The study found e-cigs are as effective as conventional cigarettes at delivering nicotine to the user, but e-cig users showed a decreased rate of exposure to specific carcinogens and toxins, Roswell Park reported on their website Wednesday.

“To our knowledge, this is the first study with smokers to demonstrate that substituting tobacco cigarettes with electronic cigarettes may reduce exposure to numerous toxicants and carcinogens present in tobacco cigarettes,” Maciej Goniewicz, PhD and lead author, told Roswell Park.

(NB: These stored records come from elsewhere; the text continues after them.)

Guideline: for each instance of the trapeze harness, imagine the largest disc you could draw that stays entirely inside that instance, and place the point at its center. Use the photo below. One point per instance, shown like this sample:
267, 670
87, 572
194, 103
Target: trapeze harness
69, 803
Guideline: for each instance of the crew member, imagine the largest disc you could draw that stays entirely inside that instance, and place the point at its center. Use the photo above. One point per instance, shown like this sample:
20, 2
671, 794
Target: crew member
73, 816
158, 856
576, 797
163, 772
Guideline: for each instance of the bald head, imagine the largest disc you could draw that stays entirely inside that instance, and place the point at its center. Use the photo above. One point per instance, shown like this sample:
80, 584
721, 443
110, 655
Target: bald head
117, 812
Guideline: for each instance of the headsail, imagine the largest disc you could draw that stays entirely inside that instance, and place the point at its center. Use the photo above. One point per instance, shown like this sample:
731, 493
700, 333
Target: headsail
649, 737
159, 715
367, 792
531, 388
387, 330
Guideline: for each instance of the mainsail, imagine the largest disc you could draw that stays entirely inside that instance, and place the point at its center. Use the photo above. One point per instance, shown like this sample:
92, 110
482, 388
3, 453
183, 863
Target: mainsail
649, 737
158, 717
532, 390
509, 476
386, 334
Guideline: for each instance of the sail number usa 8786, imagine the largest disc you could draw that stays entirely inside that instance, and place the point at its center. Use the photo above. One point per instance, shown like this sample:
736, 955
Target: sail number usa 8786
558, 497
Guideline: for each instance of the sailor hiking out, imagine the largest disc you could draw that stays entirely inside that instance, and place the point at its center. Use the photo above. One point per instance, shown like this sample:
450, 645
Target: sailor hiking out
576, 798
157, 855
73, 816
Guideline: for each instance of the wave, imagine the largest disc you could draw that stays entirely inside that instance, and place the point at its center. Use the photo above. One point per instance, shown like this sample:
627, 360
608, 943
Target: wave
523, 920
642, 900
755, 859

The study, which was conducted in 2011, used 20 cigarette smokers who had smoked for an average of 12 years, and replaced the cigarettes with e-cigs for two weeks.

Scientists then measured the urine of those who participated for seven nicotine metabolites and 17 “biomarkers of exposure to carcinogens and toxicants.” They found “significant declines in exposure to toxicants” in 12 of the 17 biomarkers. The decline was so drastic that it mirrored that of tobacco users who had quit smoking altogether.

Dr. Neal Benowitz, co-author of the study, told The Daily Caller News Foundation that, despite participants being told to only smoke the e-cigs for the two week study, some still smoked regular cigarettes. Meaning, the decreased exposure to carcinogens and toxins could actually be even lower than what the study found — e-cigs could be even safer.

Benowitz also said, of the five year delay from the study being done to its publication, is simply a matter of “academics being very busy.”

“Our findings suggest that e-cigarette use may effectively reduce exposure to toxic and carcinogenic substances among smokers who completely switch to these products,” Benowitz told Roswell Park.

The e-cig used in the study was the M201, and Annie Deck-Miller, Senior Media Relations Manager for Roswell Park Cancer Institute, told TheDCNF it was a 1.5 milligram concentration. 

The Roswell Park findings run counter to what lead author of a University of California, San Diego (UCSD) study, Jessica Wang-Rodriguez, told The Daily Mail in December. Wang-Rodriguez said “I believe they are no better than smoking regular cigarettes.” That study was published in the journal Oral Oncology.

The DCNF reported in December that not only were the cells used in the UCSD study “not completely comparable to cells within a living person,” but the dosage was comparable to someone smoking “for hours on end,” so it wasn’t representative of real world e-cig use. Further, the cell cultures already had “squamous cell carcinoma,” meaning the cells already had cancer.

“All this study is highlighting is the fact that exposing already cancerous cells to cigarette smoke, nicotine or vapor may accelerate cell death, but of course, only if you swim in it,” Paul Barnes of Facts Do Matter told TheDCNF in December.

“This is the study that researchers, public health advocates and regulators were waiting for,” Goniewicz said in a video attached to Roswell Park Cancer Institute’s release. “This may be a life-saving device.”